Criminalização do ódio contra mulheres avança no Brasil e acende debate jurídico e social
Advogada Kyvia Maciel avalia que projeto aprovado no Senado equipara a misoginia ao crime de racismo e prevê penas mais rigorosas.
O Brasil caminha para um novo marco no enfrentamento à violência de gênero. A recente aprovação do Projeto de Lei nº 896/2023 pelo Senado Federal, que propõe a criminalização da misoginia, coloca no centro do debate a responsabilização de condutas baseadas no ódio, desprezo ou aversão às mulheres.
Para a advogada Kyvia Maciel, a proposta representa um avanço significativo na legislação brasileira ao equiparar práticas misóginas ao crime de racismo. “Estamos diante de uma mudança estrutural importante. Ao classificar essas condutas como inafiançáveis e imprescritíveis, o Estado reconhece a gravidade da violência simbólica e discursiva contra a mulher, especialmente em ambientes digitais”, afirma.
O texto do projeto prevê pena de reclusão de 1 a 3 anos, podendo chegar a 5 anos em casos mais graves, além de multa. Entre as condutas abrangidas estão a incitação à violência, a propagação de discurso de ódio e ofensas à dignidade feminina, incluindo manifestações recorrentes em espaços como redes sociais e fóruns online.
Kyvia destaca ainda que a medida amplia o alcance da proteção jurídica ao considerar não apenas atos físicos, mas também práticas discursivas que sustentam a desigualdade de gênero. “A misoginia, muitas vezes naturalizada, passa a ser tratada como uma violação de direitos fundamentais, o que fortalece o combate à cultura de violência contra a mulher”, pontua.

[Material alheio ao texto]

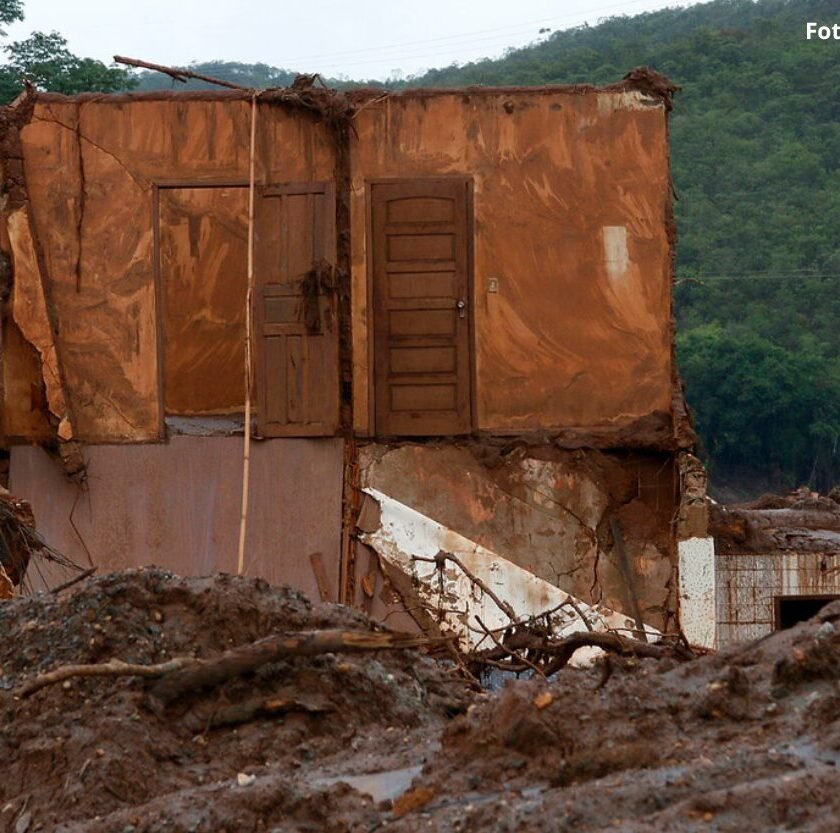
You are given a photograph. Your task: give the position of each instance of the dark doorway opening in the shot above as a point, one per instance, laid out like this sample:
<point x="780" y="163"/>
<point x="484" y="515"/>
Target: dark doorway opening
<point x="791" y="610"/>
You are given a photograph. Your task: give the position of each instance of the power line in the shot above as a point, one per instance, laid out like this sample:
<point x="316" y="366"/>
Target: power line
<point x="465" y="36"/>
<point x="756" y="277"/>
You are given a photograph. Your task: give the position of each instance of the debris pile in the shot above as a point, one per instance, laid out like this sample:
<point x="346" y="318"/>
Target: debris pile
<point x="381" y="738"/>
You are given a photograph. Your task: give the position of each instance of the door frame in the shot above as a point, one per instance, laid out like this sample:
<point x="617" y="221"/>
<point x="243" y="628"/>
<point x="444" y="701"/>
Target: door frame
<point x="468" y="183"/>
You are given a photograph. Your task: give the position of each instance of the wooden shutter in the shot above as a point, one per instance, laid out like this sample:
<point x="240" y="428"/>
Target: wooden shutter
<point x="297" y="328"/>
<point x="421" y="293"/>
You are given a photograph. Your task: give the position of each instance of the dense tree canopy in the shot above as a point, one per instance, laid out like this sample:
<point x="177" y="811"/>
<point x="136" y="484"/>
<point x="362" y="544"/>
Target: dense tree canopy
<point x="755" y="137"/>
<point x="45" y="62"/>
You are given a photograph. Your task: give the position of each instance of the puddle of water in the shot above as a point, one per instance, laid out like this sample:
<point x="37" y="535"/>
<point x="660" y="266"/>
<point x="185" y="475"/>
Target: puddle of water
<point x="380" y="786"/>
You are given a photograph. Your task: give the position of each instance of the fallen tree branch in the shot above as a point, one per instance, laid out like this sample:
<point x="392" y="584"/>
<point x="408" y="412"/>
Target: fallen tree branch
<point x="75" y="580"/>
<point x="112" y="668"/>
<point x="558" y="652"/>
<point x="184" y="674"/>
<point x="176" y="74"/>
<point x="206" y="673"/>
<point x="511" y="653"/>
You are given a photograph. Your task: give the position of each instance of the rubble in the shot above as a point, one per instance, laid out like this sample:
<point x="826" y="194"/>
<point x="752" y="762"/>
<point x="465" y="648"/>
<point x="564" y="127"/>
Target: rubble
<point x="747" y="739"/>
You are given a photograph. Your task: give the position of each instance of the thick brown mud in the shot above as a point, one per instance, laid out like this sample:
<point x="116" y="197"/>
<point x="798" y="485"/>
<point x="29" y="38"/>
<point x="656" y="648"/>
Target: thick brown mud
<point x="744" y="740"/>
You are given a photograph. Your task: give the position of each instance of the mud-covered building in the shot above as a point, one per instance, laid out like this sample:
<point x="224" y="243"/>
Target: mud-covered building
<point x="461" y="308"/>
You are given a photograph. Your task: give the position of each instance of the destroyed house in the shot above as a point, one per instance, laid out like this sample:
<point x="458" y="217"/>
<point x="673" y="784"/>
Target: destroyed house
<point x="461" y="343"/>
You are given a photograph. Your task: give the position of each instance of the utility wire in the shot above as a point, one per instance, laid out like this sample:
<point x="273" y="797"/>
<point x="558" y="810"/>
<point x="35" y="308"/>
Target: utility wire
<point x="524" y="26"/>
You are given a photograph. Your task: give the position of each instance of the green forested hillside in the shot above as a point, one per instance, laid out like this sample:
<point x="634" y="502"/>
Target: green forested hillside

Apesar do avanço no Senado, o projeto ainda aguarda apreciação na Câmara dos Deputados. Caso aprovado, seguirá para sanção presidencial. A discussão, segundo a advogada, ultrapassa o campo jurídico e exige reflexão coletiva. “Mais do que punir, é necessário transformar mentalidades. A legislação é um passo, mas a mudança real depende de educação, conscientização e responsabilidade social.”
Misoginia e cultura “red pill”
Misoginia é a aversão, desprezo ou ódio contra mulheres, manifestando-se desde falas ofensivas até incitação à violência, especialmente amplificada no ambiente digital. Nos últimos anos, parte dessas práticas tem sido associada à cultura “red pill”, termo inspirado no filme The Matrix, que foi apropriado por grupos online para sustentar visões distorcidas sobre relações de gênero. Em seus segmentos mais radicais, essa cultura contribui para a disseminação e normalização de discursos misóginos, reforçando desigualdades e evidenciando a necessidade de respostas jurídicas e sociais mais firmes.